You feel their breathing and their heartbeat against your body. Your own heartbeat and breathing slows to match theirs. Their warmth radiates through you, suffusing you with a sense of rightness and comfort. You slip into a light sleep, eyes twitching in REM. Your loved one knows you are only in a light sleep, and waits for the signs of deep sleep. When your body is completely limp and your eyelids have stopped twitching, your loved one quietly eases away from you, to return to you in a little bit, for their own sleep. You wake slightly to feel the warm body slide away from you, but you've felt it many times before and you know it'll return shortly, so you slide back into a deep sleep.
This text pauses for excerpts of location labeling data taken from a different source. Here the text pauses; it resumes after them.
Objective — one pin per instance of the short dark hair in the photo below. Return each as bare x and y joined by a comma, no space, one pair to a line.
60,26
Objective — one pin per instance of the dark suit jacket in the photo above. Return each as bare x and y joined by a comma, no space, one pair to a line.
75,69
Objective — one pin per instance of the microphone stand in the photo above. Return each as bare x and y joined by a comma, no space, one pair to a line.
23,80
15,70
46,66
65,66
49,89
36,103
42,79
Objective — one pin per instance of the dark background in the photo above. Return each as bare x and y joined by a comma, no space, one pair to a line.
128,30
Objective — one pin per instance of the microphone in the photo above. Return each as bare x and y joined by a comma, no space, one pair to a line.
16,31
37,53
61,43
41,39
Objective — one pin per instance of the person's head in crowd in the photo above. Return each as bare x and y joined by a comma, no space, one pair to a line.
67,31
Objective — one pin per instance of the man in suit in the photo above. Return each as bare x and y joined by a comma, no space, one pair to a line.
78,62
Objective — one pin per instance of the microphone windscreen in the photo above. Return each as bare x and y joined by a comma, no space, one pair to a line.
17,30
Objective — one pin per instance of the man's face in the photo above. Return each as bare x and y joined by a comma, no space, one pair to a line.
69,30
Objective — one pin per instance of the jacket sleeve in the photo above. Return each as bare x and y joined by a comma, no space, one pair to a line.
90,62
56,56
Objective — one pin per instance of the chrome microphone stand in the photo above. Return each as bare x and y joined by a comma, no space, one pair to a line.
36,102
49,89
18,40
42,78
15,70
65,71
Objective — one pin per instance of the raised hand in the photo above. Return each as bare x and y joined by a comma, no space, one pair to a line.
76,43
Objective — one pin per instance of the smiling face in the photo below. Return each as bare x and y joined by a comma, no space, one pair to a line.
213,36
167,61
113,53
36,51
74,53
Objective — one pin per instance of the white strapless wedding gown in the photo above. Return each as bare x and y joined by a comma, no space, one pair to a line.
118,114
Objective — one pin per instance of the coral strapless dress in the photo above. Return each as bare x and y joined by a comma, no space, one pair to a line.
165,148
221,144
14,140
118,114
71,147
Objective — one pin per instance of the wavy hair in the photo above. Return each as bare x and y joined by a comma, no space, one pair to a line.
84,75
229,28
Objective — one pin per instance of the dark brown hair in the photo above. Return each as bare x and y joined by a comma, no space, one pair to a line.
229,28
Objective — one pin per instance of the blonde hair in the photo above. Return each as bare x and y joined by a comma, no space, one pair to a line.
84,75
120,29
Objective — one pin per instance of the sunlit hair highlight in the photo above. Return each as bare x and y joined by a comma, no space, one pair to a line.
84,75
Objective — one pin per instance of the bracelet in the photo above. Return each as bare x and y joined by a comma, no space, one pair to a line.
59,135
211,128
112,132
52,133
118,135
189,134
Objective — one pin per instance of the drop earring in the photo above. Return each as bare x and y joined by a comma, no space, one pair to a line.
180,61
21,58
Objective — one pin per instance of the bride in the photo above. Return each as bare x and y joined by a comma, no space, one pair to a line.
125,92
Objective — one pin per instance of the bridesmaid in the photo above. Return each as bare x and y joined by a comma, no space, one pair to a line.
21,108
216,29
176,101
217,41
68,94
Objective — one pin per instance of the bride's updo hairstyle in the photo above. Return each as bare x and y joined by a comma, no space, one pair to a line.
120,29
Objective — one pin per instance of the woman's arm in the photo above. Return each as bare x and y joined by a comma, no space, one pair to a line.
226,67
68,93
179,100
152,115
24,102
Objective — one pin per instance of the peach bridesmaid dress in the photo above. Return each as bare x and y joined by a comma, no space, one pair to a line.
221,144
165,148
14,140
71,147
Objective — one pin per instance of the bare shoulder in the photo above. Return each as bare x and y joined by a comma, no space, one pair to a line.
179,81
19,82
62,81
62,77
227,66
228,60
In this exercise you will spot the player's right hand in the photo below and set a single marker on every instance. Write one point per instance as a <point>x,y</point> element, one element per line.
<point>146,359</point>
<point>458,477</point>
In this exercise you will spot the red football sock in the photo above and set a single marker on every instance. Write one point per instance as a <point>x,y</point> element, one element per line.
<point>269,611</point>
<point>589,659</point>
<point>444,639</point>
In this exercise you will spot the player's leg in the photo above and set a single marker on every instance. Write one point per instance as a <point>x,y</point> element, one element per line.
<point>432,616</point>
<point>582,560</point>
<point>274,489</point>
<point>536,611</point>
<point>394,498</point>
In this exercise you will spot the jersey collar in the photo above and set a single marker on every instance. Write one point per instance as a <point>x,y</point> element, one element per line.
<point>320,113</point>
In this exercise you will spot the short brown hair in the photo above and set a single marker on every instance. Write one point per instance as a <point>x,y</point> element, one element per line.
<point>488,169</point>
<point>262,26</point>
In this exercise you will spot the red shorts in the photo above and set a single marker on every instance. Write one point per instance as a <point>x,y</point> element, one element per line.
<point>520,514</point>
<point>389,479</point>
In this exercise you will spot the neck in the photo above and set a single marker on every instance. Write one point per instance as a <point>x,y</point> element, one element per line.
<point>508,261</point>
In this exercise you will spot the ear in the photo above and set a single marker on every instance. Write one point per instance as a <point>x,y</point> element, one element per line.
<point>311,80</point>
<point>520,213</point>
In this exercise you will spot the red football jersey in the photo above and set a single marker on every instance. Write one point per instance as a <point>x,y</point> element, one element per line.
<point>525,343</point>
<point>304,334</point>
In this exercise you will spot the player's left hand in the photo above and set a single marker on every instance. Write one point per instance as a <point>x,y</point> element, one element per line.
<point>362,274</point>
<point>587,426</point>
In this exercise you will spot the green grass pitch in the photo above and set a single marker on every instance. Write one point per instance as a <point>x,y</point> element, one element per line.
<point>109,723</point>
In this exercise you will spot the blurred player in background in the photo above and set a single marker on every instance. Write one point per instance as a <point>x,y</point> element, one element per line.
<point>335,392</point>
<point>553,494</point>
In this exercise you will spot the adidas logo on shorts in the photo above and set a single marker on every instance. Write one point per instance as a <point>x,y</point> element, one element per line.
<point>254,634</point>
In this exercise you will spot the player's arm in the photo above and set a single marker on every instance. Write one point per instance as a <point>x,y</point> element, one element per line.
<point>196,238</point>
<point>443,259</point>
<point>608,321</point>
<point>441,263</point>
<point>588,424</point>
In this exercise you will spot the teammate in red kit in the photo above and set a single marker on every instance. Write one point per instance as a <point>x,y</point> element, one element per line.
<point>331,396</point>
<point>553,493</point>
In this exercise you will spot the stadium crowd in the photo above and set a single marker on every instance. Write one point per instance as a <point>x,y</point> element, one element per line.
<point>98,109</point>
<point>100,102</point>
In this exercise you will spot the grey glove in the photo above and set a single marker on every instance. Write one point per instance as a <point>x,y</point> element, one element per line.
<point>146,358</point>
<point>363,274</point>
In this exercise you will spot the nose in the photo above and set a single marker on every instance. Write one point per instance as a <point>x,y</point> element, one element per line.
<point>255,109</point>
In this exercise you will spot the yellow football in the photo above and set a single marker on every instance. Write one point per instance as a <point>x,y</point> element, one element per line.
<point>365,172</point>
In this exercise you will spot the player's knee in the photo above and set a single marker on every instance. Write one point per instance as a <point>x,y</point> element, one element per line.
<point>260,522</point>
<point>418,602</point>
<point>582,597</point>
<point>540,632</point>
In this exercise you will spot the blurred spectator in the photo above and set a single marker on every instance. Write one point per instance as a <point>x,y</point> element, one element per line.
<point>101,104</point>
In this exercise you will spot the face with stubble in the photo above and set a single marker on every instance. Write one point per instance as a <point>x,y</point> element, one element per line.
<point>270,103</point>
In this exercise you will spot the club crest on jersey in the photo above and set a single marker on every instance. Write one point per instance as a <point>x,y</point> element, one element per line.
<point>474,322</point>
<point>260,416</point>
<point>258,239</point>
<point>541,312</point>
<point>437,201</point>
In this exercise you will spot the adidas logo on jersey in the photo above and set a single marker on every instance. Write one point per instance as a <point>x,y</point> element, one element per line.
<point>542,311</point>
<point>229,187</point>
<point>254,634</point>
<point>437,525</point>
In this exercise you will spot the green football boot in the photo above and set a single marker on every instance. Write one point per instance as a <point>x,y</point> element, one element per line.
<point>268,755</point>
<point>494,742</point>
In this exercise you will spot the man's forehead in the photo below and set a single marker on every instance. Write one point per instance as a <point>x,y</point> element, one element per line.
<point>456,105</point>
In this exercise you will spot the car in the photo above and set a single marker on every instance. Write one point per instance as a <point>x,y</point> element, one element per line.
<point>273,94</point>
You startle awake each time your stomach aches. That broccoli is still bothering you, and your covers are too light. Your loved one is sleeping beside you, they wake lightly and tuck the covers around you again. You snuggle up to their warmth, but you whimper because your gassy stomach is still bothering you. Your loved one rubs your lower tummy gently in a clockwise motion, encouraging the gas to make its way through your body. They pat your back rhythmically, encouraging a little burp, as well. You're not as bothered by the gas now. Your needs were met. You feel secure, safe and comfortable, and you settle back to sleep.

You wake occasionally, jumping up onto your knees, ready to crawl, because your legs are restless, twitching and itchy. Your loved one's hands settle you back into your place, where you snuggle again, mind whirling with thoughts of your big promotion, legs twitching. You hear a quiet chuckle, and feel gentle hands massaging your tense legs until they're loose again. You clutch their fingers as you fall asleep.
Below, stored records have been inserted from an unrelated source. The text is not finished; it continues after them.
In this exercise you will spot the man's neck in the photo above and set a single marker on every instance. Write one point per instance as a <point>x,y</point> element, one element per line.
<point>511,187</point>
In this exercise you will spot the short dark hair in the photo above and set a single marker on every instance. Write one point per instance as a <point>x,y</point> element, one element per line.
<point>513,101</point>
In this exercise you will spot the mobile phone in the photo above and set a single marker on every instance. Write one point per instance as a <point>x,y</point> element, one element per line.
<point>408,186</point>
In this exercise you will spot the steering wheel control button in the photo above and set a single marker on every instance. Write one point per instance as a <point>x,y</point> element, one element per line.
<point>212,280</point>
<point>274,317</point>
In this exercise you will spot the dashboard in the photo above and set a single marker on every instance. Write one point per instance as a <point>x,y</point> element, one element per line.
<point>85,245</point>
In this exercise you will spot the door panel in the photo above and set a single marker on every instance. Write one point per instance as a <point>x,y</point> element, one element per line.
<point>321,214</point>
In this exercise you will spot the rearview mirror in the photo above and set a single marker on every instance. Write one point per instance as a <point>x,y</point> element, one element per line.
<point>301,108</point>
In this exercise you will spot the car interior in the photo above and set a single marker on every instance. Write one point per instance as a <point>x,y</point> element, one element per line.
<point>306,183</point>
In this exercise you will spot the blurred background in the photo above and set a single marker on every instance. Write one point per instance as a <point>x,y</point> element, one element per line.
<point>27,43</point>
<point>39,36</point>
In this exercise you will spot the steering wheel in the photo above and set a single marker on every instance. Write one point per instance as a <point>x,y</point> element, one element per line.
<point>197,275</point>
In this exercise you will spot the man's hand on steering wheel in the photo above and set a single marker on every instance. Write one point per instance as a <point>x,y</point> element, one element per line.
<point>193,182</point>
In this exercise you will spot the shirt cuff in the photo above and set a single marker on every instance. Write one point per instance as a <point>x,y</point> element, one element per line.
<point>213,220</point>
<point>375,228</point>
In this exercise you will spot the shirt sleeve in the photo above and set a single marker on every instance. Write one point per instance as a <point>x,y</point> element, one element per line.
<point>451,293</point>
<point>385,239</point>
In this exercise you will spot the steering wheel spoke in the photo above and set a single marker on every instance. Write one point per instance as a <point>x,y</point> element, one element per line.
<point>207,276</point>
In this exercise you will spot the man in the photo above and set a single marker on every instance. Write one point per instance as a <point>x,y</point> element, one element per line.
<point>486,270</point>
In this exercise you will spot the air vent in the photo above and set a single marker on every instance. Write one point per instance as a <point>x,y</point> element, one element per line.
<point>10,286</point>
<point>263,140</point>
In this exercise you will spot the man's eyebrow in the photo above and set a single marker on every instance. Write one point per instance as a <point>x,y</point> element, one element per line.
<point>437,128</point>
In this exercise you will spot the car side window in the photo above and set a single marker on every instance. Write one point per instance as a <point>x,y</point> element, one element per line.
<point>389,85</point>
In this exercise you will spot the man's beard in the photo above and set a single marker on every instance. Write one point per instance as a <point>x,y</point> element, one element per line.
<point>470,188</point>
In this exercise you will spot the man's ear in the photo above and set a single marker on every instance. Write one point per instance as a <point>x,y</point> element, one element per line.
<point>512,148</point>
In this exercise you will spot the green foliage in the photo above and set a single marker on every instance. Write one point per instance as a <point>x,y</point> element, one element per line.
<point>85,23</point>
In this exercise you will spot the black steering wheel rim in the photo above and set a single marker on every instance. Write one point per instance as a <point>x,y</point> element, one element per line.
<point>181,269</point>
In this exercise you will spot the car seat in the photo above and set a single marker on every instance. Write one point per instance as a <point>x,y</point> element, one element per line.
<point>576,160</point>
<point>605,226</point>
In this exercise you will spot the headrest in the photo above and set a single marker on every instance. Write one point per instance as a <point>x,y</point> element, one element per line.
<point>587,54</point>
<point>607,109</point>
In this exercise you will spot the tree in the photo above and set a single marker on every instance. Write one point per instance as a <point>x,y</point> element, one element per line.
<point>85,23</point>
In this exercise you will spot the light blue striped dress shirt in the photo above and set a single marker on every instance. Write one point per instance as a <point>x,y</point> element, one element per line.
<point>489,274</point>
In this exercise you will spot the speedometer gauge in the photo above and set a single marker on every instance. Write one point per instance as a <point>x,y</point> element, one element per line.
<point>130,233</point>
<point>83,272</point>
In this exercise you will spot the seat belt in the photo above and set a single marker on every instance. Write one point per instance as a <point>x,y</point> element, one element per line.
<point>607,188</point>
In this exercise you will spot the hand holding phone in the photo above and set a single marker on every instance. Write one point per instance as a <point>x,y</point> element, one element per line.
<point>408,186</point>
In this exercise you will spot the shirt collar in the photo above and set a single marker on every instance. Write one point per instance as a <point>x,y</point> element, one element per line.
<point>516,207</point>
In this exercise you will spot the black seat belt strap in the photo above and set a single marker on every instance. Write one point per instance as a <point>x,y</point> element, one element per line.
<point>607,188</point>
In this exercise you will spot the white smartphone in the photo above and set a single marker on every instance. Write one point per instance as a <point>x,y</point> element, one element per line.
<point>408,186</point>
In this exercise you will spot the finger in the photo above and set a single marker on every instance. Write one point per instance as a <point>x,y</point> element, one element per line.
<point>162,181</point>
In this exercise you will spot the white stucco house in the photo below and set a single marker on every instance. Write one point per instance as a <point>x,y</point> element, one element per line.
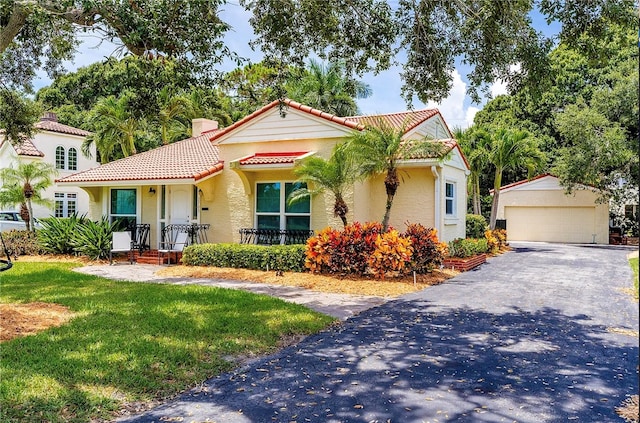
<point>234,179</point>
<point>61,146</point>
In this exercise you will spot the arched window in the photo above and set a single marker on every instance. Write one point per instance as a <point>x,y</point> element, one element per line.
<point>59,157</point>
<point>72,159</point>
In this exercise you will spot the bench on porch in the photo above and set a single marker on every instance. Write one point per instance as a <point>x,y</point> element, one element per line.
<point>274,236</point>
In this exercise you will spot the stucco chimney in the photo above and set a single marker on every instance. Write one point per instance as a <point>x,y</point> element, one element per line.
<point>49,116</point>
<point>200,125</point>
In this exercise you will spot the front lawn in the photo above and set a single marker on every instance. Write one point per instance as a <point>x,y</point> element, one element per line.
<point>129,342</point>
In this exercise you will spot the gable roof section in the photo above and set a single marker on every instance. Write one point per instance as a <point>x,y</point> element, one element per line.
<point>191,159</point>
<point>545,181</point>
<point>54,126</point>
<point>25,148</point>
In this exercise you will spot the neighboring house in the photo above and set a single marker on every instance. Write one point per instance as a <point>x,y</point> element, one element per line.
<point>61,146</point>
<point>539,210</point>
<point>238,177</point>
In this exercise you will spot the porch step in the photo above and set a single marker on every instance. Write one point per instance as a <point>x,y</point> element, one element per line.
<point>151,257</point>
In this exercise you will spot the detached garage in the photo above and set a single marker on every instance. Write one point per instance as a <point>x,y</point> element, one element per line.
<point>539,210</point>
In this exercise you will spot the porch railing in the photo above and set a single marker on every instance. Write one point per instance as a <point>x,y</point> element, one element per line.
<point>274,236</point>
<point>197,232</point>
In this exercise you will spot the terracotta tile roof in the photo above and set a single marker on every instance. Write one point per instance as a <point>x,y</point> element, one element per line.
<point>53,126</point>
<point>27,148</point>
<point>409,119</point>
<point>271,158</point>
<point>193,158</point>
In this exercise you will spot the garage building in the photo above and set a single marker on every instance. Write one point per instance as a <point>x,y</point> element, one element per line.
<point>539,210</point>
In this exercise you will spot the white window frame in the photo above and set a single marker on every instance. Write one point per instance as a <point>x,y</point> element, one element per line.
<point>61,159</point>
<point>450,199</point>
<point>65,199</point>
<point>75,159</point>
<point>282,213</point>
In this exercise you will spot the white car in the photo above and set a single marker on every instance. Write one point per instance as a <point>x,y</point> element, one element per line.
<point>10,220</point>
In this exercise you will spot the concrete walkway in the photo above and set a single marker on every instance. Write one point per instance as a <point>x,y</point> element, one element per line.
<point>544,333</point>
<point>340,306</point>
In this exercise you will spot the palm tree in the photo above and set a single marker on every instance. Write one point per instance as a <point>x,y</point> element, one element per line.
<point>24,185</point>
<point>474,143</point>
<point>114,126</point>
<point>173,115</point>
<point>335,174</point>
<point>380,148</point>
<point>512,149</point>
<point>325,87</point>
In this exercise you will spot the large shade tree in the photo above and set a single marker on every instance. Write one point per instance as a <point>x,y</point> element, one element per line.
<point>23,185</point>
<point>381,148</point>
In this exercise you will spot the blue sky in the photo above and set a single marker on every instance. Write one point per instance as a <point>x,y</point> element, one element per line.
<point>457,109</point>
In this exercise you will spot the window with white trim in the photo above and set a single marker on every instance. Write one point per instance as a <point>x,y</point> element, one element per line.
<point>72,159</point>
<point>274,212</point>
<point>450,199</point>
<point>65,204</point>
<point>60,157</point>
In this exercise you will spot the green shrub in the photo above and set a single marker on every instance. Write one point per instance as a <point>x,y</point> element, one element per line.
<point>428,251</point>
<point>57,233</point>
<point>20,243</point>
<point>93,239</point>
<point>476,226</point>
<point>288,258</point>
<point>467,247</point>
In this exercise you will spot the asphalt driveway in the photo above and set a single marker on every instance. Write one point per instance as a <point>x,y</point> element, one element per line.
<point>540,334</point>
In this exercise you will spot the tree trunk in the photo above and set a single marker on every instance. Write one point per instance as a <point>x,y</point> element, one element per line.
<point>497,181</point>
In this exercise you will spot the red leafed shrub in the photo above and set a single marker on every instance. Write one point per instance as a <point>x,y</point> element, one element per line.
<point>342,252</point>
<point>428,251</point>
<point>392,254</point>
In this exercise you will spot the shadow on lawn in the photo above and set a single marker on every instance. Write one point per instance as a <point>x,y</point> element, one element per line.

You wake slightly and realize you're hungry, that your stomach has already emptied its contents, and that you need a small snack. You cry out for milk, your loved one provides it, and you suckle until your thirst and hunger is slaked.

You drift into an an easy, deep sleep, your tummy filled, your needs met, and your mind untroubled.

Who are you?

You are a baby that stood up on your own for the first time today.

Your loved one is your mother. She's been sleeping beside you since the day you were born, and she knows every twitch of your body, every one of your breathing patterns, and how often you're hungry and thirsty during the night. She knows you had a big day, and she is prepared for a night of disrupted sleep. She knows that you'll need to process your big development in your own way, and that she can just be there to guide you through the night without forcing anything. She trusts her own instincts. After she's had some time to herself, to refresh her mind and spirit, she settles into bed next to you, taking note of your furrowed brow, your twitching legs, and the sound of little gas bubbles in your tummy, and knows you'll need soothing during the night.

When you wake up in the morning, you are overjoyed to see the love of your life again! You reach up to pat her face as you get your fill of milk, your tummy comfortable and full. You jump up into a crawl immediately after eating, and find her body makes an excellent playground. She smiles happily, knowing she did the right thing.